When the “The Hunger Games” debuts Friday in theaters, it will be with the help of a rare musical instrument from right here in the Valley.
The octobasse, a 12-foot-tall bowed lute housed at Musical Instrument Museum in Phoenix, plays a role in the film’s score.
Its low, rumbling sound was recorded last summer by technicians from Remote Control Productions, the company of Hollywood film composer Hans Zimmer. Composer James Newton Howard used the sounds to create music for “The Hunger Games.”
“They set aside a whole day to record the octobasse, because they knew it would be incredibly versatile and useful in a variety of scores,” says Garry Kling, MIM’s manager of multimedia production. He worked with the team that came to the museum to capture the sounds of about 40 instruments for use in upcoming films and video games.
To do it, a crew had to disassemble the giant octobasse, move it from its gallery to MIM’s Music Theater stage, and reassemble it, so it could be played.
“They go through, one note at a time, playing the note at different volumes and different articulation styles. Then they load it all into a keyboard so they can play it digitally,” says Kling.
The octobasse was conceived in the mid-1800s to extend the bass register of an orchestra, playing an octave lower than the more common double bass.
“It creates much more of an impact and resonance. An octave is the same note but lower, so putting an extra bass note beneath a bass note — it just becomes more powerful and resonates better and makes all the notes above it ring more. It sounds like a rumbling engine to me, a very large engine with lots of horsepower,” says Kling.
The instrument was not an everyday part of an orchestra; rather, it was used for special events, such as the coronation of the king.
“Added at key dramatic moments or for some kind of chilling effect, you can imagine it would be very fitting for pieces of music that are meant to be very dark or forboding,” says Kling, adding that the octobasse can make powerful, triumphant sounds, too.
“It’s really like the sub-woofer of an orchestra.”

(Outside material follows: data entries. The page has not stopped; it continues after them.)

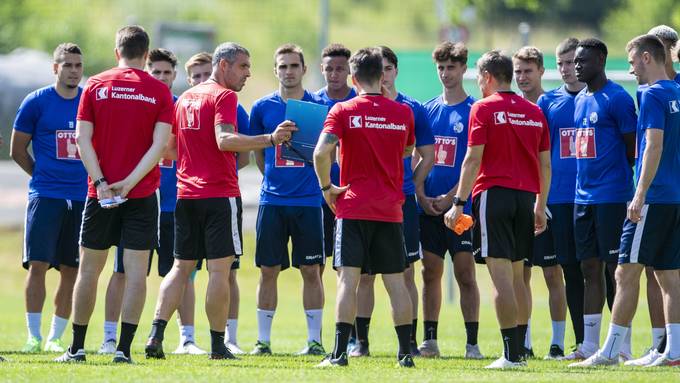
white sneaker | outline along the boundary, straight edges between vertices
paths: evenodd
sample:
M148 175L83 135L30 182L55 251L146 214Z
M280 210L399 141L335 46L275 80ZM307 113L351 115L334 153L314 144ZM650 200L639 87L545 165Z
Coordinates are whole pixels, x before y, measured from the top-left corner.
M241 350L241 348L238 346L236 343L231 343L231 342L224 342L224 345L227 346L227 349L234 354L234 355L245 355L245 351Z
M584 360L593 356L595 353L588 353L583 351L579 346L576 350L572 351L571 354L566 355L562 360Z
M668 366L668 367L680 367L680 358L676 359L671 359L669 358L668 354L663 353L661 354L656 360L645 367L662 367L662 366Z
M654 363L655 360L659 359L661 357L661 353L656 351L656 349L649 350L645 355L629 360L625 362L623 365L624 366L634 366L634 367L645 367L649 366L650 364Z
M626 351L621 351L619 353L619 362L625 364L629 360L633 360L633 354Z
M176 355L189 354L189 355L205 355L207 352L201 350L194 342L184 342L177 346L177 349L173 352Z
M500 358L493 361L493 363L491 363L490 365L488 365L484 368L505 370L505 369L510 369L510 368L522 368L522 367L526 367L526 366L527 366L526 361L511 362L511 361L505 359L504 356L501 356Z
M115 352L116 352L116 340L109 339L105 340L104 343L102 343L101 347L99 347L99 351L97 351L97 354L100 355L113 354Z
M618 355L614 358L609 359L598 351L591 355L590 358L582 362L571 363L569 367L590 368L597 366L616 366L618 364L619 364Z
M465 359L484 359L484 355L479 351L479 344L465 345Z
M423 343L418 346L418 351L420 351L420 356L423 358L439 358L440 356L436 339L424 340Z

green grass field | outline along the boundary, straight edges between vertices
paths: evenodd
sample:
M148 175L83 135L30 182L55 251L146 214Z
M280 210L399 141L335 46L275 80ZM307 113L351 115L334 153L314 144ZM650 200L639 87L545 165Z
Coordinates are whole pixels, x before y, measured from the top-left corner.
M111 263L103 274L99 285L99 299L95 315L90 322L90 330L86 348L91 352L85 365L58 365L51 362L54 354L27 355L17 353L25 339L25 317L23 305L23 280L25 272L20 266L21 233L16 231L0 231L0 264L3 265L3 277L0 278L0 355L9 362L0 364L0 381L26 382L70 382L70 381L248 381L248 382L288 382L288 381L361 381L361 382L430 382L430 381L496 381L496 382L672 382L680 377L679 370L656 369L640 370L632 368L606 368L592 371L572 371L566 362L529 361L529 367L522 371L494 371L483 369L501 352L499 331L491 304L491 289L488 274L484 268L478 268L477 275L482 297L479 343L482 352L488 357L483 361L467 361L462 358L465 343L465 330L460 309L457 303L445 304L439 325L439 344L445 357L436 360L416 360L416 369L403 370L395 368L396 336L389 318L389 302L381 286L376 289L376 309L371 322L371 353L365 359L352 359L350 366L344 369L316 370L314 365L318 357L297 357L293 354L304 346L306 340L306 322L301 304L301 278L295 270L281 275L279 284L279 306L272 330L273 357L244 356L238 361L209 361L206 357L169 355L165 361L147 361L144 359L143 346L148 335L153 307L160 278L149 278L146 310L142 317L139 331L133 344L134 366L118 366L110 363L110 357L94 354L102 341L104 314L103 292L106 288ZM246 236L246 255L239 271L241 286L241 315L239 318L239 343L243 349L250 350L257 336L255 319L255 291L258 273L253 266L253 235ZM417 266L420 269L420 265ZM550 319L547 308L547 293L538 269L534 269L534 314L532 334L534 350L543 356L549 347ZM56 286L56 273L49 273L48 295ZM204 298L207 275L205 272L197 278L197 301ZM325 275L326 309L324 318L324 343L327 350L332 347L335 300L335 275ZM420 282L419 282L420 283ZM644 283L644 282L643 282ZM644 290L644 289L643 289ZM48 301L50 298L48 298ZM644 297L640 300L640 313L634 323L634 353L640 354L650 342L649 318ZM49 330L52 315L52 303L47 302L43 318L43 336ZM197 341L204 348L209 347L207 320L202 303L197 305ZM605 310L606 311L606 310ZM606 335L608 313L602 326L602 337ZM176 322L172 321L166 332L165 347L172 351L178 341ZM567 345L573 344L567 325ZM69 325L70 328L70 325ZM422 327L418 331L418 339L422 339ZM67 330L65 341L70 341Z

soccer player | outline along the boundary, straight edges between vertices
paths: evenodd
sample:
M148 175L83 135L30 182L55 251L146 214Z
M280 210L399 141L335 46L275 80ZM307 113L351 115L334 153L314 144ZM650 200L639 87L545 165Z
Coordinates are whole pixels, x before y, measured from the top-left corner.
M423 249L423 357L438 357L437 326L442 303L444 260L449 252L460 289L460 309L465 321L465 358L481 359L477 344L479 331L479 288L475 277L470 231L457 235L444 225L444 213L451 208L467 146L468 119L475 99L463 89L468 50L463 43L439 44L432 52L442 94L423 107L435 139L435 163L425 179L425 198L418 202L420 243ZM466 207L470 213L470 204Z
M419 355L418 343L416 342L416 330L418 324L418 288L414 279L415 270L413 264L420 260L420 228L418 222L418 208L416 203L416 195L418 199L425 198L424 182L427 174L432 169L434 164L434 136L430 128L430 121L427 119L427 112L423 105L417 100L397 91L395 81L399 74L397 55L392 49L381 46L380 50L383 54L383 87L385 88L388 98L408 105L413 111L415 120L415 149L416 154L420 160L415 166L412 166L412 157L404 158L404 204L403 218L404 218L404 239L406 243L406 269L404 270L404 278L406 278L406 287L408 288L409 297L411 298L412 313L412 328L411 328L411 354ZM357 296L357 318L356 318L356 341L354 342L349 352L350 356L367 356L368 349L368 328L371 321L371 314L373 313L373 306L375 304L375 296L373 292L373 285L375 282L375 275L364 273L361 276L359 283L359 290Z
M75 121L82 88L83 59L72 43L57 46L55 83L30 93L14 120L10 154L31 177L24 235L28 340L22 352L40 352L40 322L45 303L45 275L59 271L52 326L44 351L64 352L61 336L71 315L78 273L78 234L87 190L87 172L76 147ZM29 153L29 144L33 154Z
M635 158L635 104L623 87L607 79L606 60L602 41L579 42L576 77L587 88L574 99L574 237L585 280L584 336L581 347L566 359L585 359L599 348L605 268L615 275L626 201L633 195L629 163ZM630 338L625 343L621 356L630 359Z
M352 52L342 44L330 44L321 51L321 74L323 75L326 86L314 93L319 100L328 108L335 104L347 101L356 97L357 92L354 88L347 85L349 77L349 58ZM340 184L340 167L332 156L331 182L335 185ZM323 241L326 257L333 256L333 239L335 237L335 214L328 207L325 200L321 203L323 209ZM324 265L321 265L323 275ZM321 280L323 282L323 279Z
M347 343L362 271L382 274L399 339L399 366L415 367L410 353L411 300L403 275L406 248L401 208L402 157L410 157L415 144L413 112L381 94L381 49L361 49L349 63L359 96L333 107L314 151L319 185L337 216L333 255L338 271L335 348L318 367L347 365ZM338 143L341 186L330 180L332 153Z
M172 89L172 83L177 77L177 57L167 49L157 48L149 52L146 62L146 70L155 79L161 81L168 88ZM177 97L173 96L176 101ZM158 254L158 275L164 277L172 268L173 247L174 247L174 226L175 226L175 203L177 201L177 166L175 161L163 159L159 163L161 170L160 186L160 228L159 246L156 247ZM149 265L151 257L149 255ZM149 266L150 271L150 266ZM123 287L125 283L125 268L123 261L123 248L118 247L116 262L114 262L114 272L111 275L109 286L106 289L105 321L104 321L104 342L99 348L100 354L112 354L116 351L116 330L118 327L118 317L123 303ZM182 304L178 309L177 321L180 329L180 340L175 354L205 354L205 351L196 346L194 337L194 306L195 293L193 277L187 282L182 298Z
M663 292L668 339L648 366L680 366L680 85L665 68L664 45L654 35L626 46L631 73L647 84L637 124L637 187L621 236L616 298L607 338L591 357L570 367L617 365L640 293L640 275L652 266Z
M468 149L444 221L455 227L472 192L473 244L491 275L504 348L486 368L517 368L526 366L519 327L528 319L524 258L533 250L534 235L546 228L550 132L541 109L510 90L510 57L487 52L477 71L484 99L470 111Z
M543 53L536 47L525 46L520 48L512 56L512 65L515 74L515 83L522 91L522 96L533 102L545 93L541 86L541 78L545 72L543 66ZM555 142L554 139L551 142ZM559 141L558 141L559 142ZM550 351L546 355L548 359L557 359L564 356L564 328L567 320L567 303L564 290L562 268L557 261L557 254L553 246L552 230L550 225L550 209L548 209L548 226L539 234L534 241L534 249L529 258L524 262L524 284L527 288L527 302L529 308L529 321L527 323L524 348L526 356L533 357L534 351L531 345L531 309L533 298L531 296L531 267L539 266L543 270L543 278L548 287L548 306L552 322L552 339Z
M184 64L184 69L187 72L187 81L190 86L196 86L204 81L207 81L212 74L212 55L208 52L197 53L189 58ZM250 125L250 117L245 108L238 104L236 111L236 120L241 134L248 134L248 126ZM248 166L250 161L250 152L236 153L236 161L238 168L242 169ZM238 345L236 338L238 332L238 309L241 303L241 294L236 279L237 270L241 266L240 258L234 259L231 264L231 272L229 273L229 316L227 319L227 328L225 329L226 336L224 342L229 351L234 355L245 354ZM192 274L193 278L193 274Z
M73 292L73 342L57 362L85 361L87 325L111 246L125 249L126 271L113 361L132 362L130 344L144 308L149 252L158 243L158 161L172 123L170 89L144 71L148 52L149 36L142 27L118 30L118 66L90 77L78 107L77 144L90 179Z
M284 44L274 53L274 73L279 89L257 100L251 109L250 134L269 134L285 122L288 99L315 102L302 87L307 71L302 49ZM294 126L291 121L285 124ZM288 126L286 125L286 126ZM264 175L257 214L255 264L260 268L257 287L257 343L253 355L271 354L271 327L278 302L279 273L292 264L302 275L302 304L307 318L307 347L301 355L323 355L321 324L324 292L319 265L324 264L321 192L309 161L281 156L282 146L255 150Z
M544 256L555 255L557 258L561 271L550 267L544 268L543 271L544 275L548 269L556 271L560 279L562 276L559 274L564 273L564 285L561 282L559 285L563 290L566 287L566 303L578 345L583 342L584 292L583 274L576 260L574 249L574 190L576 188L574 97L586 84L579 82L574 72L574 52L577 45L577 39L568 38L557 46L555 52L557 69L564 84L546 92L538 98L537 102L550 128L552 177L548 195L548 211L550 211L548 228L536 238L534 255L542 252ZM557 281L552 279L551 281L555 285L558 284ZM564 292L561 294L564 296ZM563 320L566 319L565 317L561 317L562 321L553 320L552 322L553 338L547 359L564 356L565 325Z
M250 54L227 42L213 53L210 79L184 92L177 100L169 148L177 153L175 263L163 279L156 304L147 358L164 358L162 342L168 319L177 309L186 282L201 259L209 272L205 311L210 323L210 359L235 359L225 345L229 311L229 274L243 254L241 197L236 169L237 151L250 151L282 142L290 128L271 135L238 133L236 92L250 77Z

The instrument is so massive, a player must stand on a stool in order to draw a bow across its strings and reach levers that sound different notes.
But sound and size aren’t the only things that make the instrument special.
“There were only a handful that have ever been made,” says Kling. “The number of them out there is less than 10.”
MIM’s octobasse was built in 2007 in Italy, a replica of the original instrument made around 1850. Kling says it’s one of few playable octobasses out there.
“According to the curator who acquired it, it’s the only one that’s made it to the Western hemisphere.”
Kling thinks he’ll be able to recognize the sound of the instrument in the film, despite Hollywood post-production effects. Audiences might, too.
“If they’re at a theater that has a good sound system, when they hear the low, rumbling sounds, it very well could be the octobasse,” he says.
The octobasse will likely appear in more films and video games, but Kling is sworn to secrecy — and a signed confidentiality agreement — when it comes to revealing which ones.
“This instrument’s really a favorite here among guests. If you look on Flickr and social media platforms, one of the most common pictures people take is pictures of the octobasse. I don’t think we have another instrument as eye catching as this one. It’s one of our treasured, iconic instruments, and we’re very proud to have it. We couldn’t have picked a better movie for it to appear in. I’m really hoping it gets in a lot of movies and become’s MIM’s movie star.”